We have been told that the peculiarity of Kenyans is that they act at the last minute and that they would eventually buy the STBs anyway.

Affordability challenges for the poorest of the poor as weighed down against priorities would leave many such homes with blank screens, indefinitely.

Such an eventuality bears adverse legal, socio-economic and even political implications. The government would be in breach of Article 35 of the Constitution. The ensuing disconnection between the public and their government would be more costly in the long run especially on accountability and public resource wastage.

Since media outlets not only inform and entertain but also educate, consumers will have a challenge on many aspects such as new products and pricing trends in the market. Proportionately, the huge advertising spend will be sharply dented to detriment of the national economy as well as likely job cuts and low investment within the media sector.

How have the consumers benefitted from the ruling? In summary, this is how the consumer will benefit;

 First, that the rule of law and public (stakeholder) participation will be respected more by the Executive arm of government.

Two, the consumer representation contemplated under Section 94 of the Consumer Protection Act 2012, on all regulatory bodies will climb a notch higher.

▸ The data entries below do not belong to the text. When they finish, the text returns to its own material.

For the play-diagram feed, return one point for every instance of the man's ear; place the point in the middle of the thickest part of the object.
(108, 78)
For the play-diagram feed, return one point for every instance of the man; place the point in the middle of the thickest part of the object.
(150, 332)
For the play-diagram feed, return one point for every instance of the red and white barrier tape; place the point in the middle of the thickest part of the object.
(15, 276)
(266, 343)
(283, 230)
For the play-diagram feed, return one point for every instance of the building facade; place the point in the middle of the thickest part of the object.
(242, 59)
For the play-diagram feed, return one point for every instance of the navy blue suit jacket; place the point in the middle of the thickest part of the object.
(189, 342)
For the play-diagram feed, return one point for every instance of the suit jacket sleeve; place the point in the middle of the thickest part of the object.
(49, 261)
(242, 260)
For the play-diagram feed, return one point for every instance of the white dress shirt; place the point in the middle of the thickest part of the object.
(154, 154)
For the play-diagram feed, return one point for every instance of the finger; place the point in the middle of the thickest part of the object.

Third, when we went to court to delay digital migration which would have happened on December 31, 2012, we argued that consumers needed more time to acquire STBs at reasonable cost, be sensitised on the same and that the digital frequency signals would be strong enough and fairly distributed.

That consumers have until September 30 to acquire STBs (which they may no longer need or may secure at much lower costs now that the Free-To-Air (FTA) channels will have their own broadcast signal distribution licence) is indeed a big win for consumers.

Fourth, since the current FTA channels would not go through an entirely independent distributor means that quality will be enhanced and the costs saved in annual subscriptions would be ploughed back to the consumer — either in acquiring the STBs or lower advertising costs.

Fifth, that for a Constitution promulgated on August 27, 2010, it took over four years to actualise the provisions of Articles 33, 34 and 35.  This points to an Executive that preferred a non-independent communications regulator for selfish reasons.

The embarrassment to the “digital” Jubilee Government is because it failed to impress upon the National Assembly to prioritise the requisite legislations in best form envisaged by the Constitution.

The culture of shortcuts, laxity, failure to embrace stakeholder openness and competitiveness in parastatal appointments will continue to haunt the ICT sector if not halted.

The fact that an “illegal” CCK had been allowed to make countless “right” decisions in the “right” manner should not occasion tolerance for what is unacceptable as per the Friday’s ruling.

We must all bite the bullet and right the many wrongs. It cannot be business as usual of “let’s forget and move on” in terms of regulating a very promising communications sector.